Why we f*ck - rangibaby
http://www.raptitude.com/2012/06/why-we-fck/

======
srean
Bonobos get a alot of attention in these kind of debates. Another family of
animals that share a lot with strongly bonded nomadic lifestyle described in
the article are dolphins and orcas. Extremely intelligent and social animals
and an exclusive group that uses sex recreationally.

Many believe that these animals have what we call culture. Different groups
eat different things, have different language of whistles, learn different
hunting techniques and behave differently, yet have a fairly low branch factor
in their genetic lineage.

[http://www.smithsonianmag.com/science-
nature/Understanding-O...](http://www.smithsonianmag.com/science-
nature/Understanding-Orca-Culture.html)

Quoting the first paragraph:

    
    
      Orcas have evolved complex culture: a suite of behaviors
      animals learn from one another. They communicate with
      distinctive calls and whistles. They can live 60 years or
      more, and they stay in tightknit matrilineal groups led
      by older females that model specific behaviors to younger
      animals. Scientists have found increasing evidence that
      culture shapes what and how orcas eat, what they do for
      fun, even their choice of mates. Culture, says Hal
      Whitehead of Dalhousie University in Halifax, Nova
      Scotia, “may be very important to them.”
    

There was a long HN thread on this recently:
<https://news.ycombinator.com/item?id=5253176>

It would be interesting to watch what happens if and when they discover an
analogue of agriculture.

------
benaiah
How, if "for most of human existence, it was not normal for a man to know
which kids were his", would it then follow that, when the concept of private
property came about, "[t]he most intuitive arrangement was for a landowner’s
offspring to inherit it"? Wouldn't that be totally unintuitive if it was
normal to not know lineage? Which begs the question - if his first postulate
is true, what caused a total reversal of the situation?

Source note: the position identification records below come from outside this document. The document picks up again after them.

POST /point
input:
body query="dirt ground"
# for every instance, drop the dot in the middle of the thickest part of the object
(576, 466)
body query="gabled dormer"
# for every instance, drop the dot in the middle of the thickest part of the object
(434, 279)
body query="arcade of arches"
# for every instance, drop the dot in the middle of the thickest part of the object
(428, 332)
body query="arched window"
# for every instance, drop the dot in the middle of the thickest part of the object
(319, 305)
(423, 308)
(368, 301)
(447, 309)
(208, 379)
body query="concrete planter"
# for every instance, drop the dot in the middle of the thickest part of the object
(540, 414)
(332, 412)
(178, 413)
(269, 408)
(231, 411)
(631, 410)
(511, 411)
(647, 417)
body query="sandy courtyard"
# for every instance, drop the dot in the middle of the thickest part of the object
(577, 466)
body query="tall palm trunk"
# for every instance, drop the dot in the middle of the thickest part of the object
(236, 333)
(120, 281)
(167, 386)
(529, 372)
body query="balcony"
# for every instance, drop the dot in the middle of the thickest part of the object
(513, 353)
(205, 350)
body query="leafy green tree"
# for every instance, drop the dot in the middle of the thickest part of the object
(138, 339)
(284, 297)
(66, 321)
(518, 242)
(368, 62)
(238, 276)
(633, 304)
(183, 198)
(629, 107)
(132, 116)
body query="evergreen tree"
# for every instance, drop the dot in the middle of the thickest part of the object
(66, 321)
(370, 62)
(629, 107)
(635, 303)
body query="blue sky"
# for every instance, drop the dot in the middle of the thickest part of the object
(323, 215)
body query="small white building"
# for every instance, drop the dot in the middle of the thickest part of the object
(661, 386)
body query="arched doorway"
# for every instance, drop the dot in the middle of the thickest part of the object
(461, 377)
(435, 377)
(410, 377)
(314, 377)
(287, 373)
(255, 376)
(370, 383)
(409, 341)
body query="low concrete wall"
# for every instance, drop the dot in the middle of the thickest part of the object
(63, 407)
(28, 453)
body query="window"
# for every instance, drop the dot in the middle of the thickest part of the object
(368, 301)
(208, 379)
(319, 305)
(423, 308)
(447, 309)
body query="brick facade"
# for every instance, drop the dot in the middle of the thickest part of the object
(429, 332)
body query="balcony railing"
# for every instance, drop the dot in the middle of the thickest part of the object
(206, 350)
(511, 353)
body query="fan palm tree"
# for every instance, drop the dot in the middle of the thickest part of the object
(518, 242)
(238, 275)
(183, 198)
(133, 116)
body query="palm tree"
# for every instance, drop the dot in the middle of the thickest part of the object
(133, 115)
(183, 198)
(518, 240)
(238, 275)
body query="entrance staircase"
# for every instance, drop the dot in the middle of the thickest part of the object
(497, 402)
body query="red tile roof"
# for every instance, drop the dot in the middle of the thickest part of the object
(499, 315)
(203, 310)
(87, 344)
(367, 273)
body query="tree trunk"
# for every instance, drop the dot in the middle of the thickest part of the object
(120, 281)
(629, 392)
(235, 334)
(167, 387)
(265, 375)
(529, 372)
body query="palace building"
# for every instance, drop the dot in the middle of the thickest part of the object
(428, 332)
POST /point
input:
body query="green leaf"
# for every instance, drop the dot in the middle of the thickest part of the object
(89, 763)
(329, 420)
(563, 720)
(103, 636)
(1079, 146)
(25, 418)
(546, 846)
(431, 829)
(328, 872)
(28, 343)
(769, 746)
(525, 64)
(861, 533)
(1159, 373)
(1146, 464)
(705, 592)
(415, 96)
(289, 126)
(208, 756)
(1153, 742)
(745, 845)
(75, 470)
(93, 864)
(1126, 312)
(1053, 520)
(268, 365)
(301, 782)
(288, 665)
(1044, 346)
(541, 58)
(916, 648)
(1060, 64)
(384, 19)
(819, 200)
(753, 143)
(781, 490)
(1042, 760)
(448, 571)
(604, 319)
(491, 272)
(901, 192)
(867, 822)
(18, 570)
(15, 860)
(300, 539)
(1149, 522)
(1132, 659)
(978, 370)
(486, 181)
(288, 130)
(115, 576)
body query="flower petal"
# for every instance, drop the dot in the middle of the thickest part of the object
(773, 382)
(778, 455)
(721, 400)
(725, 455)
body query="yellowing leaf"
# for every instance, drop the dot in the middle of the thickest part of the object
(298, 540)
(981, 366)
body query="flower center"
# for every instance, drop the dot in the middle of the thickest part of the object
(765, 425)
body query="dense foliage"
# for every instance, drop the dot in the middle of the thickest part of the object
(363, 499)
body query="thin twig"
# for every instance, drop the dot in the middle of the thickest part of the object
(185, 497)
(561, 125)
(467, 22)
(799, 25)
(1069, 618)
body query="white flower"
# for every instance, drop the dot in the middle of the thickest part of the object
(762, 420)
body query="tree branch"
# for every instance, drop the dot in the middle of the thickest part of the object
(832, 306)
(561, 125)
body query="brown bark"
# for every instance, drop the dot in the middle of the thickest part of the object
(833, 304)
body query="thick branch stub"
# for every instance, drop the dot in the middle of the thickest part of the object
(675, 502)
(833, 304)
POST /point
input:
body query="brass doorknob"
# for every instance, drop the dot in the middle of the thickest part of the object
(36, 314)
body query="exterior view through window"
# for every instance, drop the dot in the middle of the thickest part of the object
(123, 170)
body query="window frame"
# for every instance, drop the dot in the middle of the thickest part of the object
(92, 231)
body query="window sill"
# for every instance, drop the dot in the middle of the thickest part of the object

The author makes enormous logical leaps with nothing but conjecture (corin_
pointed this out very well in another comment), practically inventing
narratives for huge amounts of history with little to no actual evidence to
support his suppositions (the concept of property didn't exist until
agriculture; primageniture and inheritance came about because they were
"intuitive", despite the fact that paternity wasn't normally known; etc.).

EDIT: Just as a disclaimer, I ascribe to a Christian viewpoint on history
(yes, I'm a young-earth creationist; yes, I've looked extensively at the
evidence; no, I don't really want to derail the discussion with an argument
about it) and morality, which includes sexual and marital monogamy, so I
disagree with pretty much everything in the article. My point here isn't
trying to convince anyone of that - I don't think the article stands even on
its own premises, and is a terrible mess of conjecture and inconsistency.
That's the only point I'm making.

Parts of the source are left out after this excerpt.